The first images were captured in Lisbon, on the 11th and 12th of March, with the staging of the death of the Viscount, in a scenario that dates back to the 16th of October, 1918.
In Ribeira Brava, the idea is to stage the life of Francisco Correia de Herédia in his youth, recreating the tennis games in the churchyard, known as Pateo ‘O Ténis’, where the Viscount practised his sport of choice.
There will also be filming in the central streets of the village and in the gardens of the Municipality with the well-respected actress Inês Heredia. Filming takes place this weekend and will resume on the 25th and 26th of May.
1st Viscount of Ribeira Brava
Son of António Correia de Herédia (1822-1899), who had been a deputy, mayor and civil governor of the District of Funchal , and D. Ana Aniceto de Bettencourt Herédia, both born in Funchal, Francisco was titled 1st Viscount of Ribeira Brava in his lifetime. He was named after his paternal grandfather, Francisco Correia de Herédia, hence his name Francisco Correia de Herédia Júnior.
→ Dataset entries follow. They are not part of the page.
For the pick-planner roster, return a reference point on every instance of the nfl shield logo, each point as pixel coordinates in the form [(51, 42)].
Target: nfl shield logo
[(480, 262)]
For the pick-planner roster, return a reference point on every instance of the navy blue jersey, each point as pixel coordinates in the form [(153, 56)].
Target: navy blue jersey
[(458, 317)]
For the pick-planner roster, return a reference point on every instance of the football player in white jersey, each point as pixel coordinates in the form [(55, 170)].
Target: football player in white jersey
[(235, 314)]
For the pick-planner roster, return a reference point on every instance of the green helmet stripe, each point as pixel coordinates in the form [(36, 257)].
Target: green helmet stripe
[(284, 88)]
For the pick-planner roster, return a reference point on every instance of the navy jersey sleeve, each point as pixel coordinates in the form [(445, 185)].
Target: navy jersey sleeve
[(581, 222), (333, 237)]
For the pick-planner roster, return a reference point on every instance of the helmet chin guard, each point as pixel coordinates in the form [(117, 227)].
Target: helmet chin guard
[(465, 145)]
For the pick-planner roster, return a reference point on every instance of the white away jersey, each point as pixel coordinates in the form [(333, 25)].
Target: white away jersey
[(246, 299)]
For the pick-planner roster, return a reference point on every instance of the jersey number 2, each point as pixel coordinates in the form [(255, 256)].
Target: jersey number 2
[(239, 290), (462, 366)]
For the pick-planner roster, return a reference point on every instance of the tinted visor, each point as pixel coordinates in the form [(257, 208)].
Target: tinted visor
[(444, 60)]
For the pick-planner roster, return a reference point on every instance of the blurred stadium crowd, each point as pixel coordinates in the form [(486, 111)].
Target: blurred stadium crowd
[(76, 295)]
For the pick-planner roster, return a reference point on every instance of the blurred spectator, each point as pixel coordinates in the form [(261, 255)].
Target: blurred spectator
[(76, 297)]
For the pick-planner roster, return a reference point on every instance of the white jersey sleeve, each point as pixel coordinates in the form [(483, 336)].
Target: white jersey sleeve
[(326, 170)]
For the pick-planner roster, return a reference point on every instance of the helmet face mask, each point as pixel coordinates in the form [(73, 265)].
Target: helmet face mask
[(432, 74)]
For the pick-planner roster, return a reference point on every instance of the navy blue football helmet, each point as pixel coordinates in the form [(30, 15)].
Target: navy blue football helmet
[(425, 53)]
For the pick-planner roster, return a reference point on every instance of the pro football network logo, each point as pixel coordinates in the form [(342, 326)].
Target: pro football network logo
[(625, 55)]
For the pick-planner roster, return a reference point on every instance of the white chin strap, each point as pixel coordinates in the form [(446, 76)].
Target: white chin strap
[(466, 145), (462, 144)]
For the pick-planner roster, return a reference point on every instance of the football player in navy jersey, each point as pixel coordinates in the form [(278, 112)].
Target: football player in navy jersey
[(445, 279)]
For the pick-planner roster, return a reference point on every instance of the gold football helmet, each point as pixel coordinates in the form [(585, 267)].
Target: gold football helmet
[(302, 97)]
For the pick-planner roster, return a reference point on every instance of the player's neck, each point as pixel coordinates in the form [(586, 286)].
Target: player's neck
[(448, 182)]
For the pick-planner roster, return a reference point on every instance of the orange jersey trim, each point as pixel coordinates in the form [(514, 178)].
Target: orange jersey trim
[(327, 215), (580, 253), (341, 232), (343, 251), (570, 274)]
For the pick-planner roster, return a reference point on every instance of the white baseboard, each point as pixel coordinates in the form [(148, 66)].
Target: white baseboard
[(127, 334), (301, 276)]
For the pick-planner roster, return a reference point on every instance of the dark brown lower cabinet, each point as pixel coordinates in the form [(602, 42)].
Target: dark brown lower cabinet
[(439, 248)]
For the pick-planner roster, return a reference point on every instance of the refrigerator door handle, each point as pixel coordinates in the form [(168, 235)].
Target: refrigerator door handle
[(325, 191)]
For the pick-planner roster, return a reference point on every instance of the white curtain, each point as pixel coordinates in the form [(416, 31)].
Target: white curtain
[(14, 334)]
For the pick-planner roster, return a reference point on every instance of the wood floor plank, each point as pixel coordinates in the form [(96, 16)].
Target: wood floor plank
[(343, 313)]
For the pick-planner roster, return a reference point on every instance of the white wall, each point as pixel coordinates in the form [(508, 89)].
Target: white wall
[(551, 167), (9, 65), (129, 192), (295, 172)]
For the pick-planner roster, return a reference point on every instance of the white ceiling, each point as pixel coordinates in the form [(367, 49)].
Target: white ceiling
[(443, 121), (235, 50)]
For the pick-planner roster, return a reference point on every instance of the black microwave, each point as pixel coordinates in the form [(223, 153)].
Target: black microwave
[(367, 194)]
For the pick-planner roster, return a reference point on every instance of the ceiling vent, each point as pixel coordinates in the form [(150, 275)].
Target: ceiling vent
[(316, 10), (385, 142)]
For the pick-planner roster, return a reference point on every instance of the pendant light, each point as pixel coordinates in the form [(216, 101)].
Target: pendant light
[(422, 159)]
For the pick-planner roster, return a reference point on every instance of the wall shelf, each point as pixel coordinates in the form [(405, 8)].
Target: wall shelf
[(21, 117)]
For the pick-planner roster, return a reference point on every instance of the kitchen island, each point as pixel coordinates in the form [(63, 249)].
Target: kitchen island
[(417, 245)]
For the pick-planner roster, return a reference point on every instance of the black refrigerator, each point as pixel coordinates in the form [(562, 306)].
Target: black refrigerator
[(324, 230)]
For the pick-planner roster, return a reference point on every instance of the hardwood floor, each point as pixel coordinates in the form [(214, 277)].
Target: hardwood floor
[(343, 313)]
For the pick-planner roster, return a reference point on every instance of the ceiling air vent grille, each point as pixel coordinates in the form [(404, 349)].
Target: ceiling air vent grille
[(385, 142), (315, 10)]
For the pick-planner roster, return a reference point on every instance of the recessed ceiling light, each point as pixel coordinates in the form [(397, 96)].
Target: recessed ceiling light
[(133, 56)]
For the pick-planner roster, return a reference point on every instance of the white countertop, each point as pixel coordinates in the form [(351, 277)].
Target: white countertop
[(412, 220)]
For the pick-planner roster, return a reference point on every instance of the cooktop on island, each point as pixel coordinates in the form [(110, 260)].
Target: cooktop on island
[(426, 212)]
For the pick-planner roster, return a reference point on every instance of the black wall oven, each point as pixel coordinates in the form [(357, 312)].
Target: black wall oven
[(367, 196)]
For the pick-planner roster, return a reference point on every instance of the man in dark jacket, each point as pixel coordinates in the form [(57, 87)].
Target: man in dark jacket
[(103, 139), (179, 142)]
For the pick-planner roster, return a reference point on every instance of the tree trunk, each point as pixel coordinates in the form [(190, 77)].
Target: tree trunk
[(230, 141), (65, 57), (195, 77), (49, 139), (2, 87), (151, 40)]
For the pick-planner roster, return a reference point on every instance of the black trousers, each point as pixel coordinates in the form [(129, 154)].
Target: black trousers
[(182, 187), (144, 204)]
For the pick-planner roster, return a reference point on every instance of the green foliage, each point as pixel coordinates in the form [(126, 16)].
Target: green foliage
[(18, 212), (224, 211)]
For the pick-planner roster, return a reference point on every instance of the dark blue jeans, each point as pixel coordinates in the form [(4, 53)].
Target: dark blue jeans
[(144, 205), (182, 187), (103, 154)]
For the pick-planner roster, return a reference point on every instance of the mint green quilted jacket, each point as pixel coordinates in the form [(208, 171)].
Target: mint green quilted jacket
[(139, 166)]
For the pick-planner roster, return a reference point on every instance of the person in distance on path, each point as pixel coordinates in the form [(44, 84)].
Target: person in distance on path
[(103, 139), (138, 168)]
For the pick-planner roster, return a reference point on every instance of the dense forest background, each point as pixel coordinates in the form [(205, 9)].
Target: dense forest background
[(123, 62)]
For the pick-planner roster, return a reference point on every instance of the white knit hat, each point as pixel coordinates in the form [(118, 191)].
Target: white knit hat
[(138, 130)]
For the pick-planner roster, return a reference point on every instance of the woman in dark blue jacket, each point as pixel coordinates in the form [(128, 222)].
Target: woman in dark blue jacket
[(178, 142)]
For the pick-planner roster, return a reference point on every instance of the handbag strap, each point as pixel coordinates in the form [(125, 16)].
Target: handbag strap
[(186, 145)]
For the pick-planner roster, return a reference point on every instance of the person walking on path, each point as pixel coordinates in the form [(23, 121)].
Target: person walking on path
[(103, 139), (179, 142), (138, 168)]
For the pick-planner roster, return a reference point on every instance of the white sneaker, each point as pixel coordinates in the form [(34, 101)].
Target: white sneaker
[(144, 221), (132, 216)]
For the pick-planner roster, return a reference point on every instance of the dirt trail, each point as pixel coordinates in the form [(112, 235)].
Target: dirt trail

In 1905 , Francisco Correia de Herédia and José Maria de Alpoim, Minister of Justice of Portugal, split from mainline politics together with the progressive party. During the relentless combat against the monarchy, republicans and ” dissidents ” from the Progressive Party formed a revolutionary committee:
The first meeting of this committee was held on July 11, 1907, at the viscount’s residence. That would have been the birth of the plan for the revolutionary movement of January 28, 1908, which had the purpose of deposing João Franco, one of the dominant politicians of the final phase of the Portuguese constitutional
The weapons for the planned overthrowing on 28th of January were personally purchased at Espingardaria Central, in downtown Lisbon, and guarded by the Viscount of Ribeira Brava.
After the regicide of D. Carlos I and Príncipe Real, on the 1st of February 1908, in which he tried to exonerate himself from having conspired, even though the weapons in his possession ended up in the hands of the regicides, attesting to his opposition to the Portuguese monarchy by joining the Portuguese Republican Party, under the guidance of Afonso Costa, and held positions of great political influence in Madeira.
This murder of D Carlos I, according to Wikipedia, profoundly marked the History of Portugal, marking the end of the last serious attempt to reform the Constitutional Monarchy and generating a new escalation of violence in the country’s public life.
The Viscount was killed in a mysterious shootout in Lisbon on October 16, 1918, while being transferred to another prison along with other political prisoners.